Furthermore, a new model was proposed to predict the minimum available price for a particular itinerary, i.e., a specific flight on a given route for a specific departure date [26]. To achieve this, a modified ensemble-based learning algorithm was proposed to learn from past patterns of price changes and make forecasts for future prices. This study utilized a recursive approach to predict future prices sequentially. The model used various features, including prices of the same itinerary, recent itineraries, and itineraries for the same day of the week or month. The experimental results demonstrated that the model performed best on diverse routes, where different flights have independent pricing behaviors. A comparison of the algorithms showed that the proposed model based on ensemble learning was superior to KNN.

Table 1. Summary of related works on the prediction of flight ticket fares.

Ref.	Methods	Features	Dataset	Metrics
Tuli et al. [32]	linear regression, support vector regressor, k-neighbor regressor, decision tree regressor, bagging regressor, XGBoost regressor, light gradient boosting machine, extra tree regressor, and artificial neural network	airline, date of journey, source, destination, route, departure time, arrival time, duration, and total stops	10,683 records	mean absolute error and R2
Prasath et al. [35]	k-nearest neighbors	origin, destination, date of departure, time of departure, time of arrival, total fare, airways, and date of departure	not given	root mean square error and R2
Tziridis et al. [33]	multilayer perceptrons, generalized regression neural network, extreme learning machine, random forest regression tree, regression tree, bagging regression tree, regression SVM and linear regression	days before departure, arrival time, amount of free luggage, departure time, number of intermediate stops, holiday, time of day and day of the week, and number of intermediates	1814 flights for an international route	mean square error mean absolute error and R2
Vu et al. [34]	random forest and multilayer perceptrons	departure date, arrival date, departure time, arrival time, fare class, date of purchase, number of stops, price, departure airport, arrival airport, airline, and flight number	51,000 records	mean absolute percentage error and R2
Chen et al. [26]	ensemble-based learning algorithm	Prices of the same itinerary, prices of recent itineraries before the target day, prices of itineraries with the same day of the week, and prices of itineraries with the same date of the month	five international routes for 110 days	mean absolute percentage error

shows the summary of related works.

3. Methodology

3.1. Data Source

A combination of high-quality data sources and effective feature engineering can significantly improve the results of machine learning research and help to achieve accurate and meaningful predictions [23]. In this research, the data were sourced from Ethiopian Airlines.
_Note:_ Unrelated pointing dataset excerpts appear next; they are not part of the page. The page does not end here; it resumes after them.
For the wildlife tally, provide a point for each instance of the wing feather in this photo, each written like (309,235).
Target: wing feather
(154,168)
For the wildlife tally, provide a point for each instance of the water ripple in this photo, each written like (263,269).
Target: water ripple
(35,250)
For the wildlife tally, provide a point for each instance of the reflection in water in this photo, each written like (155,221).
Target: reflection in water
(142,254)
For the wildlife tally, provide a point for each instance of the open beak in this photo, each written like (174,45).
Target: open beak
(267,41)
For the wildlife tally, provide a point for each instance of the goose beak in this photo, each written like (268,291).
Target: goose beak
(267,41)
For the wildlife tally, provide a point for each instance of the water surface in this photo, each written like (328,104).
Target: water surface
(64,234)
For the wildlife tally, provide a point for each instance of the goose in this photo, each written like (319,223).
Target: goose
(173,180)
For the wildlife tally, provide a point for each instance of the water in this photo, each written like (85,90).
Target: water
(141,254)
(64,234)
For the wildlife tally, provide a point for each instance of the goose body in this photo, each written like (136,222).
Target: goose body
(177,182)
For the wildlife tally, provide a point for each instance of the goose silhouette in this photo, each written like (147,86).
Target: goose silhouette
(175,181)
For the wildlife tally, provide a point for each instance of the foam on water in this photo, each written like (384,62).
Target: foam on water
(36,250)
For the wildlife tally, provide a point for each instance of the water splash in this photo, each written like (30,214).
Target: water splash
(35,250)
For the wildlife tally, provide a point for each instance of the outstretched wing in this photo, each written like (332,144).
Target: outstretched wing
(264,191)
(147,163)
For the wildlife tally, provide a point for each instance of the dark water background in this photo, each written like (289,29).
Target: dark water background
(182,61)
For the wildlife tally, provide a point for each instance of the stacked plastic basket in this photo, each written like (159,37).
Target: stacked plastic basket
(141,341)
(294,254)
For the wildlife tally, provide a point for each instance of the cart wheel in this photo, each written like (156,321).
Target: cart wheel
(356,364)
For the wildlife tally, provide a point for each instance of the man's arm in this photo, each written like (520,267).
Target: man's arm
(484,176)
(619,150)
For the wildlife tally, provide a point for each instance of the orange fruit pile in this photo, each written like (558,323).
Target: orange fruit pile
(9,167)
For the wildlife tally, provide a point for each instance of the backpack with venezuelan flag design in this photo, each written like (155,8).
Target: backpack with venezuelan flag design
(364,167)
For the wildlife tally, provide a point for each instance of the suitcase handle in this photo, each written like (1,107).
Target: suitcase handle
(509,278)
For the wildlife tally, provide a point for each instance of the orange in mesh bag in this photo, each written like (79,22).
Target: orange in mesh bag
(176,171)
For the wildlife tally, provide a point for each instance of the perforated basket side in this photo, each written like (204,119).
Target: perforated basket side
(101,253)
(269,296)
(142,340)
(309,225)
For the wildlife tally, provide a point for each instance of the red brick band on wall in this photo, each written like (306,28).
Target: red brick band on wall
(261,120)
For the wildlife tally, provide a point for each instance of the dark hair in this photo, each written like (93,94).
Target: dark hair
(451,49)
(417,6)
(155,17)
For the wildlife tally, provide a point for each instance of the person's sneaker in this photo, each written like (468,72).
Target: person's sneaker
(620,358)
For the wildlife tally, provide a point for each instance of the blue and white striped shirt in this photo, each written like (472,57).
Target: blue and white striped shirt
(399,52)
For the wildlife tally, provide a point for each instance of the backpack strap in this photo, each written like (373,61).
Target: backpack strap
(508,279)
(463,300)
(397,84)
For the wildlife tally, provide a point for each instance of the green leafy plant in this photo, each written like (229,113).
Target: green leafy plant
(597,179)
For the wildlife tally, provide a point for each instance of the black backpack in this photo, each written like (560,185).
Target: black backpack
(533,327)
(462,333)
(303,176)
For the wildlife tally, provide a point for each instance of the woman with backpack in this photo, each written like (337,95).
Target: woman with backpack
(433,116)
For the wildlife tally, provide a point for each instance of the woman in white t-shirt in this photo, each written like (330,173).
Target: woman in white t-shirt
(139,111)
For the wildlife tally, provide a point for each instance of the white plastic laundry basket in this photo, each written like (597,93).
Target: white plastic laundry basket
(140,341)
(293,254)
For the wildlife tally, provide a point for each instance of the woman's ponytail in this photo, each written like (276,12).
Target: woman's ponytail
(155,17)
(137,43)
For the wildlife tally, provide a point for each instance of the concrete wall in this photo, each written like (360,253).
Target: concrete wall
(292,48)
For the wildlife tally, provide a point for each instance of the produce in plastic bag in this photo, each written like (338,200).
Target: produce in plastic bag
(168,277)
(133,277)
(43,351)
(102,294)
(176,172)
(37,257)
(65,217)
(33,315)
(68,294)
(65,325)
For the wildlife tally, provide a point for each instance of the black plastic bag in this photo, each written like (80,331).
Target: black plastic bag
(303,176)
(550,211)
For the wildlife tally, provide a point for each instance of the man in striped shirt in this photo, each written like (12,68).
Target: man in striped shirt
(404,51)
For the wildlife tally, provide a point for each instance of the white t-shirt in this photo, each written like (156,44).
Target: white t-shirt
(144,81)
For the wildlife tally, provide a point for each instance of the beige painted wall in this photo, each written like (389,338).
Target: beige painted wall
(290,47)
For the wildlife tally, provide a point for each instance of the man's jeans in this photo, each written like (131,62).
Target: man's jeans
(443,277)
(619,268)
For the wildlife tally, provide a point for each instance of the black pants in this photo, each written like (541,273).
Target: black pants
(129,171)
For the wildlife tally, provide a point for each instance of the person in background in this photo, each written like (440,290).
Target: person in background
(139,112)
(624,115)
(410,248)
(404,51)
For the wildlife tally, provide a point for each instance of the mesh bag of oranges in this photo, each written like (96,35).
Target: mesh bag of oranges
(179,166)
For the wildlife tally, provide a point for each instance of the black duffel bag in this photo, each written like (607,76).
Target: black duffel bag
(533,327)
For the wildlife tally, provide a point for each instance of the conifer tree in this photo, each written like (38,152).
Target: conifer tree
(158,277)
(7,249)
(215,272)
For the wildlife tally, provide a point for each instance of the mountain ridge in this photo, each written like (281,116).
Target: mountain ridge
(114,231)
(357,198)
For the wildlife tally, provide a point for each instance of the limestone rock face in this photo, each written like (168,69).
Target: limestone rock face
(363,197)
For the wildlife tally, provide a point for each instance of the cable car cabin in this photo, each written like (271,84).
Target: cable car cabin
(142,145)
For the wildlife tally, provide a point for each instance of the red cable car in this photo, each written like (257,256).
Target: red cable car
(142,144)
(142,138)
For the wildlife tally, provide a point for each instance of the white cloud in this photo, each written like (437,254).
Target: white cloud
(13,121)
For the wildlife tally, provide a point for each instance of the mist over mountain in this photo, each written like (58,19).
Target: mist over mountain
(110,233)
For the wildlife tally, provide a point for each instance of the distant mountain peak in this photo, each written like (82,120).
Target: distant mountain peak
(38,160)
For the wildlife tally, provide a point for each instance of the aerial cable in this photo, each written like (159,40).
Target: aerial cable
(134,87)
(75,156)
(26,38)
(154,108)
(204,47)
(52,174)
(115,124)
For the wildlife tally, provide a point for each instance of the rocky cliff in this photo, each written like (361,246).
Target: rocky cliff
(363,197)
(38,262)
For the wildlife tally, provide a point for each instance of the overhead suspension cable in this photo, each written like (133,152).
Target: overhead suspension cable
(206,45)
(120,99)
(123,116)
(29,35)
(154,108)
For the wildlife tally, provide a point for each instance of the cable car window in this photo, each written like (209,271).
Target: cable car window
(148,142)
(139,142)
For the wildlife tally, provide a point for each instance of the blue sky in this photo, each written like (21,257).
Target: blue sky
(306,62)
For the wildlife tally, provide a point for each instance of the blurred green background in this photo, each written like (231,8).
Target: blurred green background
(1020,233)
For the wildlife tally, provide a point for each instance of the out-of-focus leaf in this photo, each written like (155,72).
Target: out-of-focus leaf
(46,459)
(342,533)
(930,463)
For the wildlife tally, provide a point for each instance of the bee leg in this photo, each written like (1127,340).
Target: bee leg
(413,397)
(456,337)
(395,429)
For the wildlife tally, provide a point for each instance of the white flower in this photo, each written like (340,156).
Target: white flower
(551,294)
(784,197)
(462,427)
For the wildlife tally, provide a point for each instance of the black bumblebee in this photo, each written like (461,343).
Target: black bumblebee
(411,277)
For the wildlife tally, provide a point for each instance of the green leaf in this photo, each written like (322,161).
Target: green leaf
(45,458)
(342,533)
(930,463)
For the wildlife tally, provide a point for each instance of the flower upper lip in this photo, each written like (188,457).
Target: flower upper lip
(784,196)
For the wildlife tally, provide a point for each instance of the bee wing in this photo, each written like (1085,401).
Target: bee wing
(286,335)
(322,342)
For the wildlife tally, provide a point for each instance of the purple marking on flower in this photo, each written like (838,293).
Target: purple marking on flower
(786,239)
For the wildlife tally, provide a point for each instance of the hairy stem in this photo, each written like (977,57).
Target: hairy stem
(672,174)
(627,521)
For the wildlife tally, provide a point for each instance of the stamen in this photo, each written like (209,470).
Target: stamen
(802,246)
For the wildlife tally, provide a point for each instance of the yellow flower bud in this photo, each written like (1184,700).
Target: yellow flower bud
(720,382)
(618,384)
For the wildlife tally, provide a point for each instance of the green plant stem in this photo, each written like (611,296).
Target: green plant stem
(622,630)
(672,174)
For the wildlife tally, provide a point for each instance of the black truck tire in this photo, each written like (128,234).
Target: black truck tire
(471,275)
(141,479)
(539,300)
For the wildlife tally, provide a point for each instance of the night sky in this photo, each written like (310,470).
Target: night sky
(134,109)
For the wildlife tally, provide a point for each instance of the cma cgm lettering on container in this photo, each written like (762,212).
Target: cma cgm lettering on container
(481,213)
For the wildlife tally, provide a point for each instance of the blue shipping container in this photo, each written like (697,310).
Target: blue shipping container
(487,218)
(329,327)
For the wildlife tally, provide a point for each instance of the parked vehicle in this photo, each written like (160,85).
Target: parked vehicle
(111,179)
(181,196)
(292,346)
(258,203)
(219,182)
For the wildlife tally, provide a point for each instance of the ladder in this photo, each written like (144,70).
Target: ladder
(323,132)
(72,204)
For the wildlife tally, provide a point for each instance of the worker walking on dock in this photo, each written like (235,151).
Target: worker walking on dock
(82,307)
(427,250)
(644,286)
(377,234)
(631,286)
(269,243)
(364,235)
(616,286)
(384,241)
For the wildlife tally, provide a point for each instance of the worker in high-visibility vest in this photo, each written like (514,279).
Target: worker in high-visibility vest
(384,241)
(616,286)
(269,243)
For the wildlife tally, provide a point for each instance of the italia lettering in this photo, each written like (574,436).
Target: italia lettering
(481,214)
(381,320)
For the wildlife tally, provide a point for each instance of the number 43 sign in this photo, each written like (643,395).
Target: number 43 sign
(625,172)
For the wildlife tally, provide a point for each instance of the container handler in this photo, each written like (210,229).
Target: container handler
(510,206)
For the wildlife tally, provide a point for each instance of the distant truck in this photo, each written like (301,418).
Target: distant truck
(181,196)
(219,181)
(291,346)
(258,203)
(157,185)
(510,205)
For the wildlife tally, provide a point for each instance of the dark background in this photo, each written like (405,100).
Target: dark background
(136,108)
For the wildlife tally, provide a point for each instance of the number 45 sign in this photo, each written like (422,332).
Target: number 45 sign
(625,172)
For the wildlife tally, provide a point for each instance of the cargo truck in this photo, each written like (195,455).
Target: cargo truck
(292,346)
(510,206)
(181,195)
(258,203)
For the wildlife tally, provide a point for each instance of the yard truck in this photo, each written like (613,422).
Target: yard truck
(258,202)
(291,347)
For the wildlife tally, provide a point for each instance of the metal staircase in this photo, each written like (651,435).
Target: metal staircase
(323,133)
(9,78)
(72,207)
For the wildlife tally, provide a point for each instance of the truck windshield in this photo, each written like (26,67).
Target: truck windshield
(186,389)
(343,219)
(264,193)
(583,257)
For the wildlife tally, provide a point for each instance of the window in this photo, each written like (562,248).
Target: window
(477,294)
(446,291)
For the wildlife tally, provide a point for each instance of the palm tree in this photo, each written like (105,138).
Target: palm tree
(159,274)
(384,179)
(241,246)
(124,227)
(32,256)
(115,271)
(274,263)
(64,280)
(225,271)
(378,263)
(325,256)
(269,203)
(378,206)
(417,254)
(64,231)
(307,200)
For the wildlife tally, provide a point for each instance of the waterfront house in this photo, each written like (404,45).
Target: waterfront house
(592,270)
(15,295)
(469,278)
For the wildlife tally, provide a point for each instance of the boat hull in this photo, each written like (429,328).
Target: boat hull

Despite its humble beginnings, Ethiopian Airlines has had a successful 75-year journey that has positioned it as Africa’s leading aviation group [8,36]. The data used in this study covered a period from January 2018 to July 2022 and comprised a total of 1,032,215 records from 22 domestic and international destinations served by the airline. This extensive dataset provided a robust foundation for machine learning research and could yield valuable business insights.

Table 2. A few samples of the flight data.

No.	Origin	Destination	Flight Type
			Domestic	International
1.	Addis Ababa (ADD)	ASO (Asosa)	Yes	No
2.	Djibouti (JIB) Djibouti	Addis Ababa (ADD)	No	Yes
3.	Addis Ababa (ADD)	Entebbe (EBB) Uganda	No	Yes
4.	Hargeisa (HGA) Somalia	Addis Ababa (ADD)	No	Yes
5.	Addis Ababa (ADD)	Hawassa (AWA)	Yes	No
6.	Bahir Dar (BJR)	Addis Ababa (ADD)	Yes	No
7.	Dire Dawa (DIR)	Addis Ababa (ADD)	Yes	No

displays a few samples that contain a part of the data, including the origin, destination, and type of flight.

3.2. Preliminary Data Analysis

Data visualization is essential for interpreting complex datasets, allowing users to make sense of a large amount of information quickly and efficiently [37,38]. The data ranged from January 2018 to July 2022, and there were more than 1,000,000 records from 22 domestic and international airline destinations. As we dove into analyzing this vast dataset, it became crucial to present the findings in an easily interpretable way so as to bring about the insights intuitively. We employed data visualization techniques to reveal patterns, trends, and correlations that would otherwise have been challenging to discern. Figure 1 shows the relationship between travel dates and flight ticket fares (in USD), with six subfigures depicting different aspects of the data. Figure 1a–e display the monthly averages of flight ticket fares for the year 2018 through the year 2022 (up to July), which reveal information regarding price changes over time. Figure 1f further presents a more granular view of the data that depicts the daily fares of flight tickets for the entire dataset. Collectively, these subfigures give an overview of trends and fluctuations concerning prices for the whole dataset.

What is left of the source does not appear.